The sun rises every morning. I do not rise every morning, but the variation is due not to my activity, but to my inaction. Now, to put the matter in a popular phrase, it might be true that the sun rises regularly because he never gets tired of rising. His routine might be due, not to a lifelessness, but to a rush of life.
The thing I mean can be seen, for instance, in children, when they find some game or joke that they specially enjoy. A child kicks his legs rhythmically through excess, not absence, of life. Because children have abounding vitality, because they are in spirit fierce and free, therefore they want things repeated and unchanged. They always say, “Do it again”; and the grown-up person does it again until he is nearly dead. For grown-up people are not strong enough to exult in monotony. But perhaps God is strong enough to exult in monotony. It is possible that God says every morning, “Do it again” to the sun, and every evening, “Do it again” to the moon.

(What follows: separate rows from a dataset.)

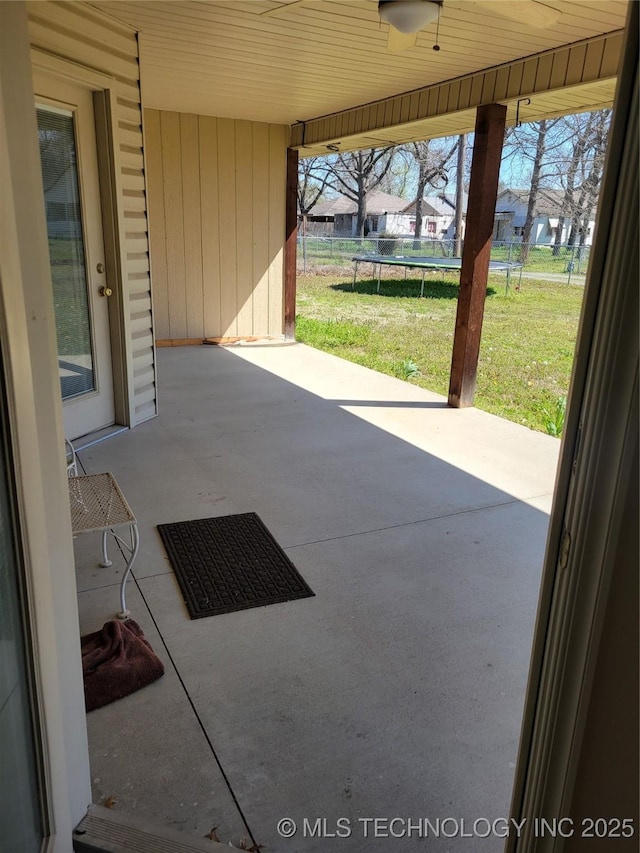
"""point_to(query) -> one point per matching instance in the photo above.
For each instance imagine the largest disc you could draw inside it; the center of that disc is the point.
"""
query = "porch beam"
(446, 108)
(290, 248)
(483, 191)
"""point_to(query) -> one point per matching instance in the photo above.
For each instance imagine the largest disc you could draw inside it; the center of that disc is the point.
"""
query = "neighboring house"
(439, 214)
(343, 212)
(511, 214)
(387, 214)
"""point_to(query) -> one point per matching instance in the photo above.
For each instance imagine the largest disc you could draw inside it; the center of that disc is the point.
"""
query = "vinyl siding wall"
(105, 51)
(217, 218)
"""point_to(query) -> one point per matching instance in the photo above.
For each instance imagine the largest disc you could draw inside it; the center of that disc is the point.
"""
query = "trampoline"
(424, 264)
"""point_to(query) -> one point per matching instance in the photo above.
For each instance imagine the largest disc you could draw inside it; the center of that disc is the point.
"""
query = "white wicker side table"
(98, 505)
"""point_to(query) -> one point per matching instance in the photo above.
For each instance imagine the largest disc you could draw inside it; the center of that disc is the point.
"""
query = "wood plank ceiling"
(227, 58)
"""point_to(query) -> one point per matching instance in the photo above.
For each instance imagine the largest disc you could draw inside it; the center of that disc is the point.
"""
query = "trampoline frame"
(426, 263)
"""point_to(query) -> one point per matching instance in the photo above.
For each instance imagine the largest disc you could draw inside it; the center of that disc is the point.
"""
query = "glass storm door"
(66, 133)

It may not be automatic necessity that makes all daisies alike; it may be that God makes every daisy separately, but has never got tired of making them. It may be that He has the eternal appetite of infancy; for we have sinned and grown old, and our Father is younger than we. (paragraph breaks added)
Source: Orthodoxy, GK Chesterton
Birds are so damn flitty, aren’t they? There was a CBC program, many years ago, called “Something and Charles” (no, the co-host wasn’t called “Something”) which tried to explain science simply. We can mimic bird song by whistling, for example, but it doesn’t sound right. They showed that our whistles had to be speeded up many times — MANY times — to obtain not only the right notes, but the right tone to the notes. It makes we wonder if EVERYTHING in birds’ lives, especially small birds’ lives, takes place at a higher frequency.
Jim T
Jim – That’s interesting – about the relationship between our whistling and bird song. Their metabolisms are higher, I think, but I couldn’t quickly find anything better than this essay, which talks about songbird metabolic rates being 30 – 70% higher than other birds and mammals. So, yeah, maybe they do go through life a tad quicker on all fronts.

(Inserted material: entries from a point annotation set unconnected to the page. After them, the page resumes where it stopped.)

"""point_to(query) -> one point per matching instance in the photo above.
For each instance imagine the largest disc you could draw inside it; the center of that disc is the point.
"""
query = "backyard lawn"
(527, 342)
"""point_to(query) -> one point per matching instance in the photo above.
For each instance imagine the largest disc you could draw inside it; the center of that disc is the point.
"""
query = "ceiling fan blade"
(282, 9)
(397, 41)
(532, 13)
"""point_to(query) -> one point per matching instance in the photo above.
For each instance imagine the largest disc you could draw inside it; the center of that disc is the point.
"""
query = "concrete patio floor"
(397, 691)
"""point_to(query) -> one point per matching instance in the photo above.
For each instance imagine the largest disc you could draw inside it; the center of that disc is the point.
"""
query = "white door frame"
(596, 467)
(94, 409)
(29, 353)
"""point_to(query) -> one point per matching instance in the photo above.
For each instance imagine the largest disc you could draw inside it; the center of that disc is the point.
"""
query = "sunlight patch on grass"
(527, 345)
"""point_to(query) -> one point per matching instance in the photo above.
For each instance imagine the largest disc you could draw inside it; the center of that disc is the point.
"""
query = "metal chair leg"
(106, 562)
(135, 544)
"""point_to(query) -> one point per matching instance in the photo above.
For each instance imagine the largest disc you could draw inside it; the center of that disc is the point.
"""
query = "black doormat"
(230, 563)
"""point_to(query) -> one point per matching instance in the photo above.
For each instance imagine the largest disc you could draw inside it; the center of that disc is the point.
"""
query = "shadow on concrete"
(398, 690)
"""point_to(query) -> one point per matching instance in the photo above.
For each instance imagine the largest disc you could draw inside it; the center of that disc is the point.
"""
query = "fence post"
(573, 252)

There is something about house sparrows in London, milk bottle caps, and critical mass, or perhaps tipping points that is sticking in my mind, and won’t come out…
We have a winter feeder outside our bedroom window. It’s fun to watch them, sometimes 20 or 30 at a time.
Ian – Interesting. I didn’t find anything on London, but blue tits were drinking cream off front steps in East Swaythling in 1921. I think house sparrows are pretty, but a friend assures me they’re very aggressive, pushing out other birds.